The field of micro-biosensors has also grown immensely during the past few years, and a large number of sensors are now available for the monitoring mCCAs, thereby providing an additional level of analytic capacity. Among these are sensors that record optical, electrical, and electrochemical signals [223-226]. Most assays use optical methods of detection [227-234], wherein optical waveguides direct light waves through the chip, across the microfluidic channels, and back out of the chip where it is detected. Frequently, optical interferometers are used to detect small changes in the refractive index of samples flowing through the microchannels; the liquid flowing through the channel induces tiny changes in the path length of the light, which the interferometer can perceive [227]. In this way, optical detection is integrated with the microdevice to form a micro-opto-electromechanical-system (MOEMS). Elman et al. have recently developed a full lab-on-chip system for inexpensive and efficient toxicity detection that integrates whole-cell sensors, a MOEMS modulator, and solid-state photodetectors [235]. The whole-cell sensors were genetically engineered for lux-lac reporter-promoter expression, while the MOEMS modulator was designed to overcome the thermal noise, switching noise, and dark current that traditionally inhibit low intensity bioluminescence detection.

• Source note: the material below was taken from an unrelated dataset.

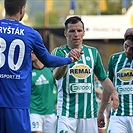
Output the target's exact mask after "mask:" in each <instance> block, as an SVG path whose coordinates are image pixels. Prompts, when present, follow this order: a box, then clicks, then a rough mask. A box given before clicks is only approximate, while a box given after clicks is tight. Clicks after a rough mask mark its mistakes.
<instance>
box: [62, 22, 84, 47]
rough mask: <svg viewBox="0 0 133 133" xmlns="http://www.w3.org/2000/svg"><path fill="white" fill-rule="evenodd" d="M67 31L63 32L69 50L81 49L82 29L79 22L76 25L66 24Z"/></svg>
mask: <svg viewBox="0 0 133 133" xmlns="http://www.w3.org/2000/svg"><path fill="white" fill-rule="evenodd" d="M67 27H68V28H67V30H65V32H64V35H65V36H66V39H67V44H68V45H69V47H71V48H81V47H82V40H83V36H84V29H83V25H82V23H81V22H78V23H76V24H68V26H67Z"/></svg>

For applications that require portability, optical methods have been limited because of the difficulty of connecting to on-chip waveguides outside the benchtop environment. Klob et al. have developed an electrode-based array to monitor the electrical parameters of anti-cancer drug cellular response in real time [236]. 3D multi-cell type models for microtumors/metastases were cultured and transferred to the microarray. Impedance spectra were then measured over time as an indication of cellular response to a large number of drugs. Gonzolez et al. have been working on the development of on-chip electrochemical sensors to detect the presence of liver cell stress markers. In doing so, they have been able to fabricate photo-patternable carbon electrodes using conventional photolithography techniques. Using this technique, they were able to install carbon electrode arrays within the mCCA platform that could covalently bind to biological recognition agents through salinization chemistry. This holds as a potential method for immobilizing antibodies within the microfluidic device.

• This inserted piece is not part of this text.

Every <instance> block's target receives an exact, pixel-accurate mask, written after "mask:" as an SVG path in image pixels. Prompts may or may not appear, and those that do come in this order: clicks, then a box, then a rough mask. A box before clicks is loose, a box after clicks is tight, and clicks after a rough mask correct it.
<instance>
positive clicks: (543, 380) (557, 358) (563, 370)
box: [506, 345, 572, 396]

As discussed, the performance of current mCCA systems would be enhanced and their operation in routine diagnostic laboratories would be easier if a variety of micro-biosensors were installed on the platforms. At the same time, computerized control of medium flow and pressure within the microfluidic circuit and built-in pumps would add to the simplicity of use of mCCA systems [171]. As an alternative, interfacing with currently available robotic liquid handlers is also a potential work flow [63, 171]. Automated positioning in the microfluidic chambers and automated pipetting systems alongside multiplexed read-outs can further improve experimental efficiency [237-239]. Compartmentalized multiwall systems can enable parallel testing of difference substances on one array while reducing requisite media volumes [236, 240]. Though these remain as areas for improvement, the high throughout potential of mCCAs may soon be realized.

7.0. Summary

The field of in vivo pharmacokinetic prediction has seen a rapid expansion over the past few decades. The most notable in silico advancement has been the development of PBPK modeling, which, in conjunction with the assays that provide inputs for the PBPKs, have yielded fairly robust in vitro – in vivo prediction. More recently, there has been a movement to produce high throughput, animal-free devices for drug testing. This push has led to the development of cell culture analogs as physiological embodiments of PBPK models. While CCAs are currently limited, future advancements in duration time, physiological scaling, and on-chip detection will mark CCAs as a prominent tool for the pharmacokinetic prediction of new chemical entities.